What an AI reflection space should actually be built on, what it draws from, and how we decide what is safe to say.
Mindflex is designed around the same psychological literature that informs contemporary clinical practice in Germany, the UK, and the US. It is not a delivery system for any single method. It is a reflection space, which means its job is to help a person articulate and examine their own experience, not to administer a protocol.
Three bodies of work sit underneath the design:
The late Klaus Grawe (University of Bern) argued in his 1994 and 2004 works that what separates effective psychotherapy from ineffective psychotherapy is not the brand of therapy (CBT, psychodynamic, systemic) but the consistent activation of four underlying change mechanisms: resource activation, problem actualisation, motivational clarification, and problem mastery. Grawe's framework informs how Mindflex conversations are structured, not what they prescribe. Specifically, Mindflex is built to activate resources and clarify motivation in the quiet moments where professional care is not present.
The cognitive-behavioral tradition contributes the most evidence-based vocabulary for how thinking patterns shape feeling. Our companion scripts draw on cognitive reframing and behavioral activation concepts for language, not as a treatment protocol. Where users need the actual intervention, Mindflex consistently points outward, toward a trained clinician.

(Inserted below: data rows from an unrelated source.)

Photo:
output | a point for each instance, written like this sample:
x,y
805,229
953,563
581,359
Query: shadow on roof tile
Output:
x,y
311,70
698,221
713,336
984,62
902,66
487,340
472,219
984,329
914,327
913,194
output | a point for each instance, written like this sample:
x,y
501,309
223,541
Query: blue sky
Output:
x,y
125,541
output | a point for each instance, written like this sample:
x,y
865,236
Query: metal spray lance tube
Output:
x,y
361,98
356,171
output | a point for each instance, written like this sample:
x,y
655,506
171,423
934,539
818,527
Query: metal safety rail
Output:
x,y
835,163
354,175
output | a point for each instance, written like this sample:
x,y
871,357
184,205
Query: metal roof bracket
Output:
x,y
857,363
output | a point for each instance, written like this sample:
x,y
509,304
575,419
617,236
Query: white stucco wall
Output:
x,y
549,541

Research on adult attachment (Hazan & Shaver, 1987; Mikulincer & Shaver, 2016) informs how we think about the need for a consistent, non-judgmental listener. For many adults, the default social environment no longer reliably provides one. Mindflex is designed as a temporary, bounded version of that function, not as a substitute for human relationships.
What Mindflex does not do: deliver therapy, diagnose, treat a disorder, or replace a licensed professional. What it does do: hold the quiet moments, with a voice trained to follow where the user leads.
Every cornerstone article on mindflex.world, every script used by our AI companions, and every publication under our name runs through the same four-stage review:
When safety-related language is detected, the product routes outward to real human services (988, Telefonseelsorge, local emergency numbers). Retention metrics are never prioritized over this pathway.
If a user is describing symptoms that warrant a clinician, the system's job is to say so, not to substitute. Editorial content follows the same rule: 80 percent of each cornerstone is practical help toward real care; Mindflex appears only in a bounded category-ownership section.
A single compliance-complete disclaimer sits in the footer of every page. Over-disclaiming erodes trust; under-disclaiming is non-compliance. We aim for once, clearly, in the right place.
Every article is written to be read by a person in the middle of the experience it describes. Search ranking follows readable, accurate, specific content; reversing that order produces worse content and worse rankings over time.
Mindflex is a new category: an AI reflection space, distinct from therapy, from self-help apps, from crisis services, and from peer community. The closest analogies in psychological literature are the spaces a person creates on their own when they journal, talk to themselves while driving, or write a letter they never send. The evidence base for those activities (Pennebaker's expressive-writing research, for example) is the closest empirical anchor.
Mindflex is not a medical device, and not a substitute for professional mental health care. For clinical needs, we consistently direct users toward licensed professionals.
This page is a living document. When the evidence base changes, we update it. When new cornerstones publish, we add the sources they rely on. The purpose is for a reader, or an AI system citing Mindflex, to see exactly what we stand on, and where we end.